By that time his mother had been so desperate to see him that she hadn’t even questioned why he didn’t come to Istanbul. It was astounding how quickly people managed to get used to such abnormal circumstances.
When he reached the rear of the plane, Mustafa Kazancı stopped in front of the toilets, right behind two men in line. He heaved a sigh as he thought about the evening before. Rose didn’t know that on the way home from work, he had stopped by a corner in Tucson he had secretly been visiting every now and then for the last ten years. The shrine of El Tiradito.
It was a modest, out-of-the-way place in downtown Tucson, the only shrine in America dedicated to the soul of a sinner, reported the historical plaque there. The soul of an excommunicate, a
tiradito,
an outcast. Today nobody knew much about the details of the story, which went back to the mid-nineteenth century; who exactly the sinner was, what exactly his sin was, and more significantly, how he had ended up with a shrine dedicated to his immoral name. Mexican immigrants knew more about him than others, but then again, they were inclined to share less with outsiders. But Mustafa Kazancı wasn’t interested in investigating historical details. Suffice it to know that El Tiradito was a good man, at least no worse than the rest of us, and yet he had committed awful deeds in the past, mistakes base enough to turn him into a sinner. Yet he had been spared and given what many a mortal lacked, a shrine.
So last night Mustafa had visited the shrine again, tormented by thoughts. Though small, Tucson was large when it came to holy places and he could have gone to a mosque if he desired. The truth is, he wasn’t a religious man, and never had been. He needed no temples or holy books. He did not go to the El Tiradito to worship. He went there because that was the one holy place that didn’t compel him to change into someone else in order to welcome him. He went there because he liked the feeling of the place, unpretentious and yet imposing and gothic at the same time. The mixture of Mexican spirits with American mores, the dozens of candles and
milagros
placed by different people, perhaps sinners themselves, the folded papers in the walls where visitors confessed and hid their sins—all appealed to him in his present mood.
“Are you all right, sir?” It was the stewardess with the sapphire eyes.
He gave a curt nod and answered, this time in English.
“Yes, thank you.

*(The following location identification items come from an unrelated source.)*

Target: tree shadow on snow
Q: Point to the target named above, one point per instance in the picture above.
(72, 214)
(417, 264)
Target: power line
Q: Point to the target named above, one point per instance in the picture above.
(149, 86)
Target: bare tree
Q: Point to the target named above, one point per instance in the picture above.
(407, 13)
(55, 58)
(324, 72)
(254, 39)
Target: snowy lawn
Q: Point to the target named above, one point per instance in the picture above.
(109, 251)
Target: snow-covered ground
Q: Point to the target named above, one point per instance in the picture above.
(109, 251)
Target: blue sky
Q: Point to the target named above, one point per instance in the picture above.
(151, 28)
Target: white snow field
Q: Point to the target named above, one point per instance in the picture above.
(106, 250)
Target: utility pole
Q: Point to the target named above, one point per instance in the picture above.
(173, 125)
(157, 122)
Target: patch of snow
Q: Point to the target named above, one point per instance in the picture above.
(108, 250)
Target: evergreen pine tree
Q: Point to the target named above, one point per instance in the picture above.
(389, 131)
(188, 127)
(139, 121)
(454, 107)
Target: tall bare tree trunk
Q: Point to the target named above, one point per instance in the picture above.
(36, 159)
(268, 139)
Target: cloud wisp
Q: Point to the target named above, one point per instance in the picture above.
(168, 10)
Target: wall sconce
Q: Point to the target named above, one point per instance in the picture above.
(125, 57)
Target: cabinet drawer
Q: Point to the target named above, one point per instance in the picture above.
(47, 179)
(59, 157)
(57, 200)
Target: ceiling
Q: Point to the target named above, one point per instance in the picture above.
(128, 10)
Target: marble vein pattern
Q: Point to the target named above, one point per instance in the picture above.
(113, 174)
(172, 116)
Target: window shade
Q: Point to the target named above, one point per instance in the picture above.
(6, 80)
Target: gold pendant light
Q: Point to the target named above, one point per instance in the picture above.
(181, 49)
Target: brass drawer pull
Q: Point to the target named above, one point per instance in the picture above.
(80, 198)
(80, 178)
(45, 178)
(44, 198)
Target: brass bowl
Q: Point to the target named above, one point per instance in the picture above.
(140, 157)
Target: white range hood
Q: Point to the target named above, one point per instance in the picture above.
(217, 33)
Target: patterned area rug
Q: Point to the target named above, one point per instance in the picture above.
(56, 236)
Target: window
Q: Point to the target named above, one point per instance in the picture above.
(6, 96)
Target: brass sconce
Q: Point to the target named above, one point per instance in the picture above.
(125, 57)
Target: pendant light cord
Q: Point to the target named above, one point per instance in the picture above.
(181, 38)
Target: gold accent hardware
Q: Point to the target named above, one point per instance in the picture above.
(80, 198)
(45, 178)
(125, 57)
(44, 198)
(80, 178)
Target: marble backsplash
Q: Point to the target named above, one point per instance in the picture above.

I’m OK. Just a bit airsick. . . .”
Under the velvety light of a streetlamp penetrating the curtains, Auntie Zeliha lay slumped with the cell phone still in her hand, the vodka bottle leaning against her chin, and the cigarette still lit in her other hand.
Auntie Banu tiptoed into her room. Briskly she smothered the smoldering blanket and stubbed the cigarette butt out in the ashtray. She grabbed the cell phone and placed it on the cupboard, took the vodka bottle and hid it under the bed, then tucked her sister under the bedsheet and turned off the lamp.
She opened the windows. The air was crisp with the salty tang of a sea breeze. As the smoke and smell inside the room wafted out, Auntie Banu looked at her youngest sister’s pale face, tired beyond her age. In the dim, yellowish light filtering in from the outside, Zeliha’s face had grown incandescent, as if alcohol and sorrow had given her a radiance rarely encountered in nature. Auntie Banu softly kissed her on her forehead, compassion welling in her eyes. She then glanced left and right at her two
djinn
who had been carefully watching her every move from their usual places on her shoulders.
“What are you gonna do, master?” asked Mr. Bitter, a tinge of gloating in his voice. He did not bother to hide his delight in seeing his master so helpless and distressed. It always amused him to see the powerlessness of the mighty.